膵疾患術後の晩期合併症対策としての脂肪消化吸収・糖代謝機能の定量化と臨床応用

[演者] 森藤 雅彦:1,2,3
[著者] 中村 浩之:2, 中川 直哉:2, 村上 義昭:2, 山本 祐二:1, 斎藤 保:1
1:つくばセントラル病院, 2:広島大学医学部 外科学, 3:広島市立舟入病院 外科

【目的】
膵疾患術後患者の晩期合併症としての消化吸収機能障害は稀ではなく,我々外科医が人為的にもたらした不可避な変化と考えられる.術後の脂肪消化吸収機能および糖代謝機能の変化を定量的に検討して合併症対策としての有用性を検討した.
【対象】
幽門輪温存膵頭十二指腸切除(PPPD)52例,膵体尾部切除(DP)40例.
【方法】
脂肪消化吸収機能は13C標識混合中性脂肪呼気試験(13C-MTG)の7時間累積回収率,糖代謝機能変化は術前後のHbA1c,栄養状態はBMI(Body Mass Index)を検討した.また,PPPD症例では切離断端組織の線維化部位や脂肪変性部,脈管などを除外した残存膵実質面積率を測定して脂肪消化吸収機能変化を予測.DP症例では切離断端のislet cellの占める面積比を算出して糖代謝機能変化予測が可能か試みた.
【結果】
PPPD症例:13C-MTG 累積回収率は6.8±4.8%と健常者15.5±6.0%に対し有意に低下(p<0.01).累積回収率5.0%以下の消化吸収機能低下例は,切離断端部残存膵実質面積率67.8±8.5%と累積回収率5.0%以上の症例の81.7±5.4%に比較して有意に低値で(p0.01),術後BMI変化も大きい傾向であった(p<0.01).術前non-DM群(HbA1c 6.9%以下かつ治療なし症例)46/52例(88%)で検討すると,術後1年目でのnon-DM群(36/46 : 79%)は累積回収率10.45±5.2%,DM群で5.90 ± 4.3%(10/46 : 21%)とnon-DM群で有意に高値(p<0.01).

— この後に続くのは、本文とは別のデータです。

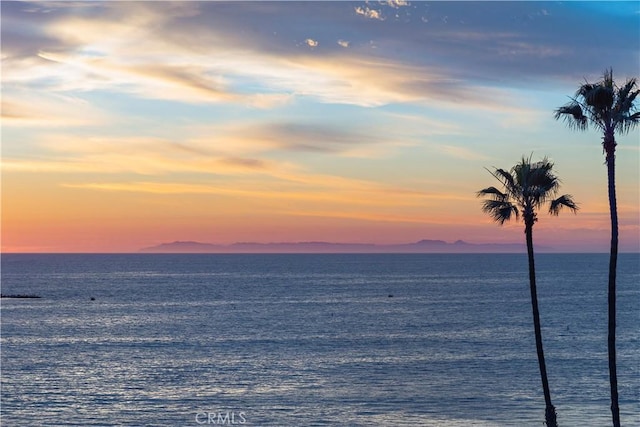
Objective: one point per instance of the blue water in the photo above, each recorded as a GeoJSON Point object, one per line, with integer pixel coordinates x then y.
{"type": "Point", "coordinates": [302, 340]}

DP症例:13C-MTG累積回収率は10.0±6.5%と健常者15.5 ± 5.0%に比べ低下認めるが有意差は認めず.術前non-DM群は26/40例(65%)で検討すると,14/26例(53.8%)が術後1年時でDM発症せず,12/26例(46.2%)がDM発症.DP症例全体では術後HbA1cは術後HbA1cよりも有意に高値で(p<0.01),術前HbA1cと術後HbA1cに有意な正相関を認めた(p<0.01,Y=-1.259+1.315×X; R2=0.52).また,DM症群は切離断端islet cell面積比が有意に低い傾向にあった.(p=0.01, DM群1.5±0.7, non-DM群3.5±1.5)
【結論】
膵手術後の消化吸収機能障害は術式により大まかな傾向がみられた.13C-MTGやHbA1c,さらには切離断端組織評価を利用した機能変化予測も消化吸収機能の個別定量評価に有用で,治療薬の選択や容量設定にも有益と考えた.